O trabalho até agora levado a cabo não se concretizou à margem de coordenadas que nele se reconhecerão de forma variavelmente explícita. Para além dessas coordenadas, foram devidamente ponderadas expectativas e circunstâncias que não podiam deixar de ser tidas em conta. Dessas expectativas e circunstâncias podem ser destacadas as seguintes:

• O ensino do Português desenrola-se hoje num cenário que apresenta diferenças substanciais, relativamente ao início dos anos 90 do século passado. Exemplo flagrante disso: a projecção, no processo de aprendizagem do idioma, das ferramentas e das linguagens facultadas pelas chamadas tecnologias da informação e da comunicação, estreitamente associadas a procedimentos de escrita e de leitura de textos electrónicos e à disseminação da Internet e das comunicações em rede.

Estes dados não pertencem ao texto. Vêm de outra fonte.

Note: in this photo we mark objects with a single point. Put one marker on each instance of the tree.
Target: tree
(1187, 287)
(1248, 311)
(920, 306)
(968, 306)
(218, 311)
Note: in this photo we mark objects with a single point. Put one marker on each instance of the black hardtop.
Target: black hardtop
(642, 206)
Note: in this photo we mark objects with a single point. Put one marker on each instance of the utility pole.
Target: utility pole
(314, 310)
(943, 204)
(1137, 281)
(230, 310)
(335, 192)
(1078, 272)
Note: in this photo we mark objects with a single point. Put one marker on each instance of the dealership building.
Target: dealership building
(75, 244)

• Nos últimos anos, foram bem audíveis vozes que reclamaram uma presença efectiva dos textos literários no ensino da língua, valorizados na sua condição de testemunhos de um legado estético e cultural. Uma tal condição não deve ser desqualificada por utilizações pedagógicas que a desvirtuem, com prejuízo da possibilidade de muitos jovens terem acesso a tais textos; por muitas dificuldades que se levantem à integração dos textos literários nos programas de Português, é obrigação da escola trabalhar para que essa integração seja inequívoca e culturalmente consequente.

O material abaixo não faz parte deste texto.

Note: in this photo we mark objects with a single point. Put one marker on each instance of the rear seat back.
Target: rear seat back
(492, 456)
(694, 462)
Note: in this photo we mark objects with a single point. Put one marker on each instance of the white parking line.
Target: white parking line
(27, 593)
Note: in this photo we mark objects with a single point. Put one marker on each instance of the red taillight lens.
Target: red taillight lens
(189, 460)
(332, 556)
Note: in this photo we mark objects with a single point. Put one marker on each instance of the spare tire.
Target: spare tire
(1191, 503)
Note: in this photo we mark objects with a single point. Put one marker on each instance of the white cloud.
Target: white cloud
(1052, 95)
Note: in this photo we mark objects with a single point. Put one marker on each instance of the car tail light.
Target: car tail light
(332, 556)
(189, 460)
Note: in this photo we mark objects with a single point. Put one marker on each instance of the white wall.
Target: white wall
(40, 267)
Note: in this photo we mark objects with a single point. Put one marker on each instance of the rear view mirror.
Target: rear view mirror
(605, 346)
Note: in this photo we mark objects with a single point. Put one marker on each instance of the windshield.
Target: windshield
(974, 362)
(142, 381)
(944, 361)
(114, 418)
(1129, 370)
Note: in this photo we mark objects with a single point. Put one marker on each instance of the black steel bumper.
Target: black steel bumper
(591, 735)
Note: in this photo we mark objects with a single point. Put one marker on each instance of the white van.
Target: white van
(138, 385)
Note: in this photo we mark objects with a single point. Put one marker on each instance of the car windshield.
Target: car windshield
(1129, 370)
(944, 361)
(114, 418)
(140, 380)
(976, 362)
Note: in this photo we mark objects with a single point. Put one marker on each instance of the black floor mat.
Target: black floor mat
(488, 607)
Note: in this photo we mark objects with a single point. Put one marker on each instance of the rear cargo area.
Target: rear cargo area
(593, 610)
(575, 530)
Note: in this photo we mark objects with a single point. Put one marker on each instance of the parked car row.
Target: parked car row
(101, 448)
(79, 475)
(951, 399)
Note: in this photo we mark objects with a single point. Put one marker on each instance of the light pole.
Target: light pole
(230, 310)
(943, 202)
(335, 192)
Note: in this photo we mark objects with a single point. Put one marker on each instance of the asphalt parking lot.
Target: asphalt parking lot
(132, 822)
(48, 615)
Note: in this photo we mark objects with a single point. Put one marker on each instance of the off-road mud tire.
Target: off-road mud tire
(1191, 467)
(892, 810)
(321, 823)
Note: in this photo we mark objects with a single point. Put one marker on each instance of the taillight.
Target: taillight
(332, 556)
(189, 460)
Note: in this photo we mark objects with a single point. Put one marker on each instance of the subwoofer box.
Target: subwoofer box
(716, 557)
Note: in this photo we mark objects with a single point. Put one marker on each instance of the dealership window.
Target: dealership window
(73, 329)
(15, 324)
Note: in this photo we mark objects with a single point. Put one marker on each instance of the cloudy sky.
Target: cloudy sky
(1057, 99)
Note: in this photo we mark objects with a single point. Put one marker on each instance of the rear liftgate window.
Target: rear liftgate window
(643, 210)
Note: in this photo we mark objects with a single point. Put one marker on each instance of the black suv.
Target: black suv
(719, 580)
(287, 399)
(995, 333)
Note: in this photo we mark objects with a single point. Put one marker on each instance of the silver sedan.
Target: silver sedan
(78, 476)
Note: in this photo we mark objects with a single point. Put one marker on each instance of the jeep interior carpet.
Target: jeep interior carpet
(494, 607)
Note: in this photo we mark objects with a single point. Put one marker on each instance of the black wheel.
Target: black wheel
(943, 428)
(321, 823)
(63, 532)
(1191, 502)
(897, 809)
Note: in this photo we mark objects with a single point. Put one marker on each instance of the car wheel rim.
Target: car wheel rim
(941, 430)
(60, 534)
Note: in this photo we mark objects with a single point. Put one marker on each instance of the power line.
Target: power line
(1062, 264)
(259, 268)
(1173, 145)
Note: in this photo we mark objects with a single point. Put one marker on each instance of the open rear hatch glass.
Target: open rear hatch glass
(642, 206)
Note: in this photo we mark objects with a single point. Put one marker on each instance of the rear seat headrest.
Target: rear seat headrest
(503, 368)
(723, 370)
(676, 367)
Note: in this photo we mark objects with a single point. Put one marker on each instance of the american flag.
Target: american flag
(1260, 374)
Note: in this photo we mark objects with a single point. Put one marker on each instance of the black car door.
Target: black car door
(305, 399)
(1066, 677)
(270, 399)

• Do mesmo modo, não foram poucos os testemunhos que sublinharam a necessidade de se acentuar, no ensino do Português, uma componente de reflexão expressa sobre a língua, sistematizada em processos de conhecimento explícito do seu funcionamento e da sua gramaticalidade, sem que isso se traduza necessariamente numa artificial e rígida visão prescritiva da nossa relação com o idioma.